On February 14, 1990, NASA commanded the Voyager 1 spacecraft, having completed its primary mission, to turn around and photograph planet Earth from nearly 4 billion miles away. Caught in the center of scattered light rays from the Sun, planet Earth appears as a tiny point of light, a crescent only 0.12 pixel in size. This grainy photo of Earth has become known as the "pale blue dot."

“Look again at that dot. That’s here. That’s home. That’s us. On it everyone you love, everyone you know, everyone you have ever heard of, every human being who ever was, lived out their lives. The aggregate of our joy and suffering, thousands of confident religions, ideologies, and economic doctrines, every hunter and forager, every hero and coward, every creator and destroyer of civilization, every king and peasant, every young couple in love, every mother and father, hopeful child, inventor and explorer, every teacher of morals, every corrupt politician, every ‘superstar,’ every ‘supreme leader,’ every saint and sinner in the history of our species lived here– on a mote of dust suspended in a sunbeam.

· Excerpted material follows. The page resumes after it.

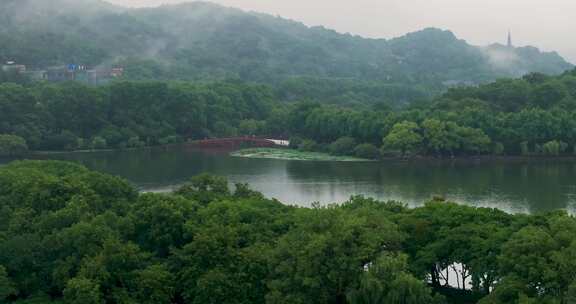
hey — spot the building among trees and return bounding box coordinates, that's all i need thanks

The Earth is a very small stage in a vast cosmic arena. Think of the rivers of blood spilled by all those generals and emperors so that, in glory and triumph, they could become momentary masters of a fraction of a dot. Think of the endless cruelties visited by the inhabitants of one corner of this pixel on that scarcely distinguishable inhabitants of some other corner, how frequent their misunderstandings, how eager they are to kill one another, how fervent their hatreds.

Our posturings, our imagined self-importance, the delusion that we have some privileged position in the Universe, are challenged by this point of pale light. Our planet is a lonely speck in the great enveloping cosmic dark. In our obscurity, in all this vastness, there is no hint that help will come from elsewhere to save us from ourselves.

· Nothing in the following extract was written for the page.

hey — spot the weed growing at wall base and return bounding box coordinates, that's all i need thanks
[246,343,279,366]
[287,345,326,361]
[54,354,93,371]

The Earth is the only world known so far to harbor life. There is nowhere else, at least in the near future, to which our species could migrate. Visit, yes. Settle, not yet. Like it or not, for the moment the Earth is where we make our stand.

It has been said that astronomy is a humbling and character-building experience. There is perhaps no better demonstration of the folly of human conceits than this distant image of our tiny world. To me, it underscores our responsibility to deal more kindly with one another, and to preserve and cherish the pale blue dot, the only home we’ve ever known.”

–Carl Sagan, Pale Blue Dot: A Vision of the Human Future in Space (New York: Random House, 1994), 6-7.